Anyone who sits back and listens to jazz can thank Stan Kenton for that, since his experiments changed the chemistry of the dance music of the Big Band Era. If not for him, you'd have to do a jitterbug—and jitterbugging alone isn't hip.
Stan Kenton: Artistry in Rhythm, a release tied to the century mark on Kenton's birth, features historian Ken Poston, members of Kenton's bands, and two of the three women who were married to him talking about the bandleader and explaining how he made the transition from swing to progressive jazz. It also features his music, including "The Peanut Vendor," "Tampico," "Malaguena," and "Limehouse Blues."

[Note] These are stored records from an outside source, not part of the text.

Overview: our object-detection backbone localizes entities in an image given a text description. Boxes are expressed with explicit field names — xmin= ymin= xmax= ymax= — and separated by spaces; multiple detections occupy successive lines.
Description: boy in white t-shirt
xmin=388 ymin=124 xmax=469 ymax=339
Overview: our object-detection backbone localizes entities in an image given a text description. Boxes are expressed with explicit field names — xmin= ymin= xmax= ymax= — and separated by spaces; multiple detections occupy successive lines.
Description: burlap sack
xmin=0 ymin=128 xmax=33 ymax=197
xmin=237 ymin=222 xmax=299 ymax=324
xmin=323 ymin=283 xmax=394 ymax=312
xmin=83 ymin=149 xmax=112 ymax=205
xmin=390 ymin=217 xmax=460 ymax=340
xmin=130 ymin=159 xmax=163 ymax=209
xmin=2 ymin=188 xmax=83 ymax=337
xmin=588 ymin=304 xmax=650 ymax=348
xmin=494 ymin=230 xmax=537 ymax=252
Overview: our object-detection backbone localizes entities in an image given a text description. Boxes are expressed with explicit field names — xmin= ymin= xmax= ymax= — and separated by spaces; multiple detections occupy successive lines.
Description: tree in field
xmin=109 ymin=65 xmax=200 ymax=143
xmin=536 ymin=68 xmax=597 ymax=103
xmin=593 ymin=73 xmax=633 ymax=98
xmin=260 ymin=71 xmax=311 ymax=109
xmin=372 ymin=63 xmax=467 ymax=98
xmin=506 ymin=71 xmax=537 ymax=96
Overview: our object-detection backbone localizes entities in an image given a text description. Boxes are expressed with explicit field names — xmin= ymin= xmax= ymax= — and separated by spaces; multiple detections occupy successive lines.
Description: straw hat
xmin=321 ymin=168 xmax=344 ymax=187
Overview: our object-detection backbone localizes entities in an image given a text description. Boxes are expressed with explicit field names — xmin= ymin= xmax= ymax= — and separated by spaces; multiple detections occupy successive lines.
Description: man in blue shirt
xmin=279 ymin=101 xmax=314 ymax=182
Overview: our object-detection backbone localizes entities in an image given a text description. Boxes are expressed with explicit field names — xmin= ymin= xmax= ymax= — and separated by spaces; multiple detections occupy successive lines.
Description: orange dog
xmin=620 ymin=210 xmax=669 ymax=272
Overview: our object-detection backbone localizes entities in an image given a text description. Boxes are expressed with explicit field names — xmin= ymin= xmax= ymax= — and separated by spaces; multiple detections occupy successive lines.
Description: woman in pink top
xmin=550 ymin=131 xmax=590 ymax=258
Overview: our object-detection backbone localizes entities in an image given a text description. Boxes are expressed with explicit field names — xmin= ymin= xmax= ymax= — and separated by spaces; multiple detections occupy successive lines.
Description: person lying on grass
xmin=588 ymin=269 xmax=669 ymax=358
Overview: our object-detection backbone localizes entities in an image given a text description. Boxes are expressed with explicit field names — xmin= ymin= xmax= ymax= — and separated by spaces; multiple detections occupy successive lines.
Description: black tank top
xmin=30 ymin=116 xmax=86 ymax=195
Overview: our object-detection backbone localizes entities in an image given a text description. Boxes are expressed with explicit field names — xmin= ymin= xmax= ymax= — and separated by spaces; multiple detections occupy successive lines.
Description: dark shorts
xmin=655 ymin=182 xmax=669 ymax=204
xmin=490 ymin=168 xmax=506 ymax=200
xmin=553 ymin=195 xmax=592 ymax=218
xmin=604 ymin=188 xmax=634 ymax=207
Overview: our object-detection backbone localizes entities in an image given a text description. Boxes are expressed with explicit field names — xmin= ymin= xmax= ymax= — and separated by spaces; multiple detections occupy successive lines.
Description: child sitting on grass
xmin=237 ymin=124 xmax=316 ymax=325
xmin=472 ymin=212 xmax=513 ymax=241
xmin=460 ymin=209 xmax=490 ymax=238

The music permeates nearly every moment of the 117-minute documentary, even if the focus is on the discussion of Kenton's contributions to jazz. A typical segment shows Kenton concert footage as he and his band start a piece, and then leaves the rest of the song in the background as talking heads combine with vintage photos and film clips to tell Kenton's story. My favorite section concerns a grueling 1960s bus tour, with footage of the band on the road, including a supermarket stop and a breakdown which forced them to get out and push. You could just listen to this one for the music, even if there's much more going on.
The documentary full of musicians talking about a great's music will probably resonate best with musicians, but there's lots of detail that'll interest a general audience, such as the stages of Kenton's career takeoff: a gig at the Rendezvous Ballroom in Balboa, California, followed by a contract with the Palladium, followed by the strange fortune of being on the radio on December 7, 1941, a day when listeners were tuning in for a certain important news story. Fans of Maynard Ferguson, Keith Jarrett, David Sanborn, Pat Metheny, and Lalo Schiffrin, among others, will note that these music greats were among the many who worked with Kenton.
The tone is mostly worshipful, although there's an occasional suggestion that Kenton's musicians weren't always thrilled by experimental works. Brief coverage of his personal life toward the end reveals that he liked vodka a lot and wasn't a great husband.
The best part is that you'll hear lots from Kenton himself, including a clip in which he stands on the ground where the long gone Rendezvous once stood, discussing the club where he first got music lovers' attention.
Picture quality isn't great, except in the talking head bits. There's flaring in a Seventies concert, and earlier black-and-white footage is full of flecks and marks. It sounds good, though. Extras are nonexistent. The documentary's rather thorough, but a few performances without comments would have been a nice bonus.
Anyone who likes jazz should give Artistry in Rhythm a look.
Not guilty. I wouldn't enjoy jitterbugging alone.